She told Otago Daily Times: “It is not possible for athletes to compete at the Olympic level without the encouragement and Aroha of friends, family and supporters.
“This award belongs to everyone who has been part of my Olympic journey.”
In 2012, the 43-year-old began her transition from male to female.
Later on, Hubbard learned that she could qualify for the Olympics after the committee changed its rulings, which meant that women under a certain testosterone level could compete.
But during the Games, the weightlifter was knocked out of the competition when she failed to make a snatch.
Following the loss, Hubbard made a speech in which she thanked the Olympic Games for allowing her ‘hopes, ideals and values’ to be represented.
She said: “I see the Olympic Games as a global celebration of our hopes, ideals and values and I would like to thank the IOC for its commitment to making sport inclusive and accessible.”
The sportswoman then admitted that her age may have been a reason she didn’t perform as well as expected.
At the event, she reportedly commented: “Age has caught up with me.
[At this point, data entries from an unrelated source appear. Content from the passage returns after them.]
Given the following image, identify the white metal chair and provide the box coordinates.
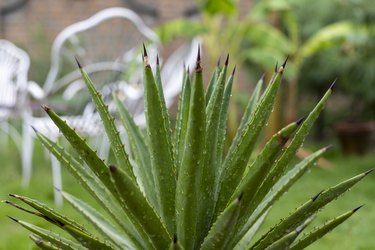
[22,8,197,204]
[0,39,42,185]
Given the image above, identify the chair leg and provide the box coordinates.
[51,155,63,206]
[1,121,9,146]
[21,123,34,187]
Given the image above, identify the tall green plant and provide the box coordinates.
[5,47,371,249]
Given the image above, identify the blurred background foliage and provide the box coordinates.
[158,0,375,143]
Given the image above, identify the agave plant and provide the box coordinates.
[5,46,371,249]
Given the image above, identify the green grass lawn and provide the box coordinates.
[0,138,375,250]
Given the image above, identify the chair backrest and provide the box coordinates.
[0,39,30,116]
[43,7,159,95]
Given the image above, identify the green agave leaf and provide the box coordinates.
[251,170,373,250]
[266,216,315,250]
[77,60,135,179]
[29,234,61,250]
[155,56,173,145]
[253,82,335,213]
[109,165,171,249]
[201,196,242,250]
[233,209,270,250]
[143,49,176,235]
[175,67,191,168]
[225,119,299,215]
[266,229,301,250]
[229,74,265,152]
[238,147,329,245]
[113,93,158,209]
[43,106,116,195]
[290,205,363,250]
[215,61,286,215]
[62,192,136,249]
[8,194,88,233]
[206,58,221,106]
[61,224,115,250]
[206,55,229,119]
[35,131,144,247]
[196,57,229,245]
[9,216,87,250]
[169,236,185,250]
[216,67,236,168]
[176,50,206,249]
[9,194,113,249]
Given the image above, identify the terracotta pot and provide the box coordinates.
[336,122,375,155]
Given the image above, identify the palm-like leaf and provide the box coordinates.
[5,47,371,250]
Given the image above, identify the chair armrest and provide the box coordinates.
[27,81,45,100]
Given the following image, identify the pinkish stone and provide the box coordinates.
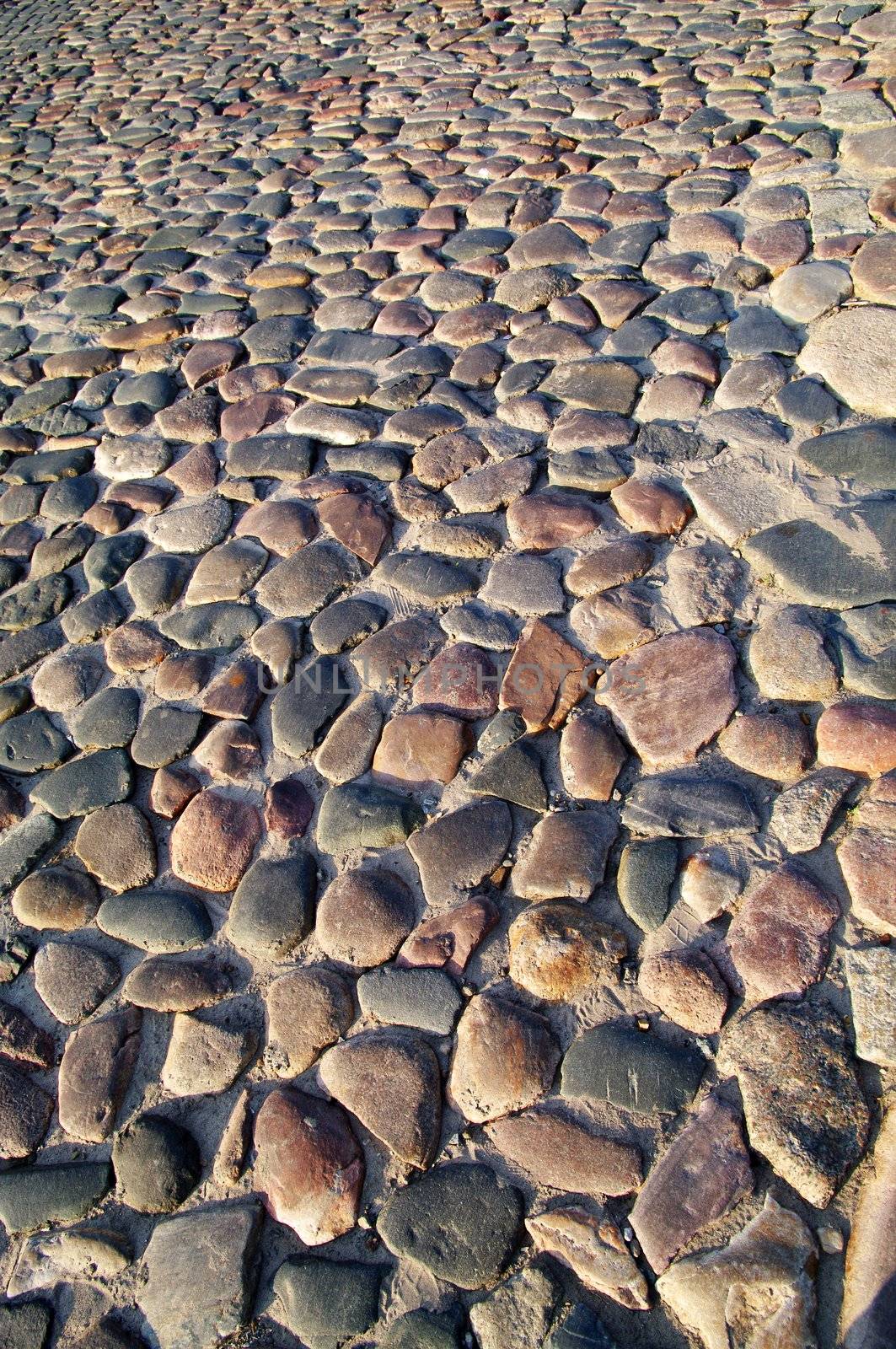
[171,787,262,893]
[501,618,593,731]
[560,712,626,801]
[595,627,737,767]
[317,492,391,567]
[815,703,896,777]
[638,947,728,1035]
[255,1088,364,1246]
[629,1095,753,1273]
[395,895,499,980]
[727,866,840,1002]
[59,1008,142,1142]
[373,712,474,787]
[610,477,691,535]
[507,490,600,553]
[413,642,498,722]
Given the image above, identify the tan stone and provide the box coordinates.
[501,618,593,731]
[509,902,626,1002]
[526,1205,651,1311]
[255,1088,364,1246]
[373,712,474,787]
[638,947,728,1035]
[657,1196,817,1349]
[448,993,560,1124]
[595,627,737,767]
[486,1106,642,1199]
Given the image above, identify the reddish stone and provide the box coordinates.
[595,627,737,767]
[629,1095,753,1273]
[59,1008,142,1142]
[373,712,474,787]
[448,993,560,1124]
[560,712,626,801]
[317,494,391,567]
[171,787,262,893]
[507,490,600,553]
[200,657,262,722]
[610,477,692,535]
[719,712,813,782]
[501,618,593,731]
[411,642,498,722]
[233,501,317,557]
[265,777,314,839]
[815,703,896,777]
[395,895,499,980]
[638,947,728,1035]
[727,866,840,1002]
[255,1088,364,1246]
[181,341,240,389]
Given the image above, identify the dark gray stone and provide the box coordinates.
[270,1256,386,1349]
[137,1202,262,1349]
[112,1115,202,1212]
[96,890,212,955]
[227,852,317,960]
[159,600,259,652]
[31,749,133,820]
[377,1164,523,1288]
[357,965,463,1035]
[271,656,350,760]
[0,811,59,890]
[0,1162,110,1232]
[131,704,202,767]
[317,782,425,854]
[0,708,72,773]
[800,421,896,490]
[560,1021,706,1115]
[70,688,140,750]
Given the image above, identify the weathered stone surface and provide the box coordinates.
[630,1095,753,1273]
[162,1012,258,1095]
[486,1106,642,1199]
[265,967,355,1077]
[509,902,626,1001]
[448,993,560,1124]
[560,1021,706,1115]
[719,1002,869,1209]
[407,800,512,904]
[59,1008,142,1142]
[512,809,617,900]
[319,1030,441,1167]
[727,866,840,1002]
[377,1164,523,1288]
[271,1256,384,1349]
[840,1106,896,1349]
[597,627,737,767]
[137,1202,262,1349]
[171,789,262,892]
[657,1196,817,1349]
[255,1088,364,1246]
[526,1205,649,1311]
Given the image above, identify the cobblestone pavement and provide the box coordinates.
[0,0,896,1349]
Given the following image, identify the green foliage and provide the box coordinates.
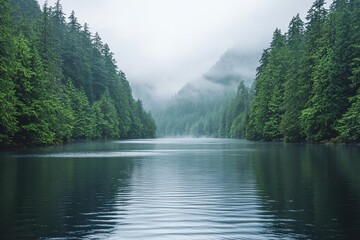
[0,0,18,145]
[0,0,156,147]
[246,0,360,142]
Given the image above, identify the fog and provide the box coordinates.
[39,0,320,102]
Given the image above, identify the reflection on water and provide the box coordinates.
[0,139,360,240]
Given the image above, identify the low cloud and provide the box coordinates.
[39,0,313,98]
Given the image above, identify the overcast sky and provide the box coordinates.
[39,0,320,100]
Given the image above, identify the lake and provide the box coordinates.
[0,138,360,240]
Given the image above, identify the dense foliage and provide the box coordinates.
[0,0,156,147]
[155,48,259,137]
[245,0,360,142]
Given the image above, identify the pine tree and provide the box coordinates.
[0,0,18,145]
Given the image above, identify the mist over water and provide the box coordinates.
[0,138,360,239]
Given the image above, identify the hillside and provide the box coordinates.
[155,48,258,136]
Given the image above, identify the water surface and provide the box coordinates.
[0,139,360,240]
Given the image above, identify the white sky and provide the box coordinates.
[39,0,320,97]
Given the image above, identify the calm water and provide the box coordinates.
[0,139,360,240]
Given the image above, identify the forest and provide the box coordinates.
[159,0,360,143]
[245,0,360,143]
[0,0,156,148]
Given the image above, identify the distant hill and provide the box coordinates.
[155,48,260,136]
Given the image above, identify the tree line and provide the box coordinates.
[226,0,360,143]
[0,0,156,147]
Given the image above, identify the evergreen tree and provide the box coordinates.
[0,0,18,145]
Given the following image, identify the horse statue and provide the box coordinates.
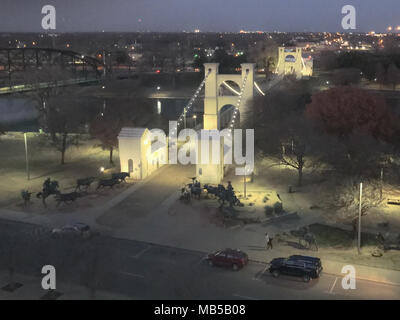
[36,178,60,208]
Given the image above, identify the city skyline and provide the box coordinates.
[0,0,400,32]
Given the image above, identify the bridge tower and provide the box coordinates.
[196,63,254,184]
[276,47,313,79]
[203,63,254,130]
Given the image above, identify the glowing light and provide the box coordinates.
[254,81,265,96]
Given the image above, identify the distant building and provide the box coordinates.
[276,47,313,79]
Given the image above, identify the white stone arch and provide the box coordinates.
[218,104,240,130]
[217,79,241,97]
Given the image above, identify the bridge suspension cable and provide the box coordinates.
[172,71,211,134]
[254,81,265,96]
[222,81,240,95]
[229,71,249,135]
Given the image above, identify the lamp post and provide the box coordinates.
[24,132,30,181]
[357,182,362,254]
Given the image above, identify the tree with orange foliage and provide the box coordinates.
[306,87,394,140]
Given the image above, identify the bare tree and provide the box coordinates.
[328,179,382,237]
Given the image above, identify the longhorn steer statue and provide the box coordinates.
[111,172,131,182]
[96,179,120,190]
[75,177,96,191]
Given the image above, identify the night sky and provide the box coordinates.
[0,0,400,32]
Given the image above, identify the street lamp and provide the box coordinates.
[357,182,362,254]
[24,132,30,181]
[243,166,250,199]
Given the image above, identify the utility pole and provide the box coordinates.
[380,167,383,201]
[243,170,247,199]
[357,182,362,254]
[103,50,107,78]
[24,132,30,181]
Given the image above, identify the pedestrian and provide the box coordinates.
[265,232,270,250]
[267,238,274,250]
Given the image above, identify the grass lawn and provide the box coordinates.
[309,224,378,249]
[0,132,119,207]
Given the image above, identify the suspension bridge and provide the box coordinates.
[170,63,282,184]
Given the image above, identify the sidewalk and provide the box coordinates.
[0,272,132,300]
[0,166,400,285]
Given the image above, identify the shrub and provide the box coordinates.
[274,202,283,214]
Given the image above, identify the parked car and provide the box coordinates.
[269,255,322,282]
[51,222,91,238]
[208,249,249,271]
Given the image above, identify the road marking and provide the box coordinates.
[233,294,259,300]
[119,271,144,279]
[196,255,208,266]
[253,265,268,281]
[129,246,152,259]
[328,277,338,294]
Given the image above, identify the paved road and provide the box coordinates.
[0,220,400,300]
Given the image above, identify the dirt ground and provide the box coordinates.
[0,132,124,210]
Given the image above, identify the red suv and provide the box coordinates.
[208,249,249,271]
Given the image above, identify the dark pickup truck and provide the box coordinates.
[269,255,322,282]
In fact, if we’re being honest, it probably caught up with me some time ago.
“My involvement in sport is probably due, if nothing else, to heroic amounts of anti-inflammatories, and it’s probably time for me to start thinking about hanging up the boots and concentrating on other things in my life.
“I’m not sure that a role model is something I could ever aspire to be, instead I hope that just by being I can provide some sense of encouragement.”